Besides a common general understanding of SSMs, each student shall make him- or herself familiar with a different approach, where at least one (better two) student(s) shall evaluate neural flow SSMs. The different approaches and the respective results will then be compared and presented. The best approach will be awarded.

*References*:
[1] https://opus4.kobv.de/opus4-zib/frontdoor/index/index/docId/7321
[2] https://opus4.kobv.de/opus4-zib/frontdoor/index/index/docId/5693
[3] https://www.youtube.com/watch?v=QXGVsq2y8TI
[4] https://arxiv.org/abs/2007.07627
[5] https://ieeexplore.ieee.org/abstract/document/5432191
[6] https://www.researchgate.net/publication/200172513_Optimal_Step_Nonrigid_ICP_Algorithms_for_Surface_Registration
[7] https://arxiv.org/abs/1603.07254
[8] https://www.insight-journal.org/browse/publication/871
[9] https://scalismo.org/
[10] https://www.sci.utah.edu/software/shapeworks.html
[11] https://www.nature.com/articles/s41598-019-42533-y
[12] https://opus4.kobv.de/opus4-zib/frontdoor/index/index/docId/8721
[13] https://opus4.kobv.de/opus4-zib/frontdoor/index/index/docId/8855
[14] https://arxiv.org/abs/2211.15601
[15] https://www.deformetrica.org/
[16] https://opus4.kobv.de/opus4-zib/frontdoor/index/index/docId/8544

 

Project 3: LBW

Title: Electric Bus Scheduling

Sponsor: LBW

PROJECT DESCRIPTION:

Electric Bus Scheduling

Electric busses are used in more and more public transit companies in order to provide emission free public transport. Their operation, however, poses several challenges, in particular, limited range, long charging times, limits on the total amount of energy that is available for charging at any time, and energy prices that fluctuate and/or are related to the peak load.
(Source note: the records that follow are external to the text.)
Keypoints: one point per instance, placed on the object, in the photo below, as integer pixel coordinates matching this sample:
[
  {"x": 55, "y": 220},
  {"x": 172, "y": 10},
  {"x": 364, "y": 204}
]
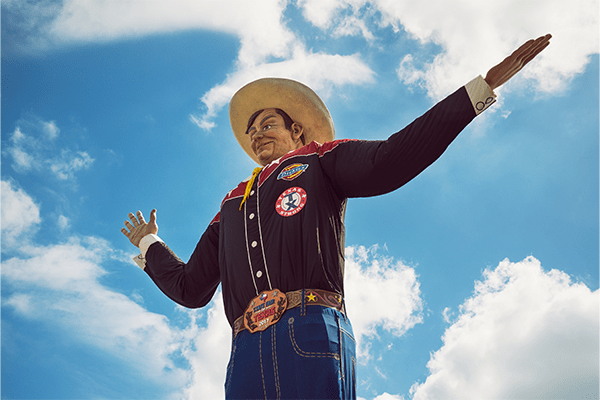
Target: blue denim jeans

What is the best strategy to deploy ebusses? Should one prefer large over small batteries, is depot charging better than opportunity charging, and what is a good charging strategy? Such questions can be assessed by using mathematical optimization methods. In fact, the electric bus scheduling problem can be seen as a multicommodity flow problem with additional side constraints on the state of charge of the batteries and the loading facilities.

In this G-RIPS project, we want to work on mathematical optimization approaches to electric bus scheduling. Analyzing and visualizing data, setting up mathematical models, designing und implementing solution approaches, and doing scenario analyses will be the main task in a collaborative work.

The project is supported by LBW Optimization GmbH, a leading supplier of optimization technology for public transit companies, whose solvers are used by hundreds of companies all over the world.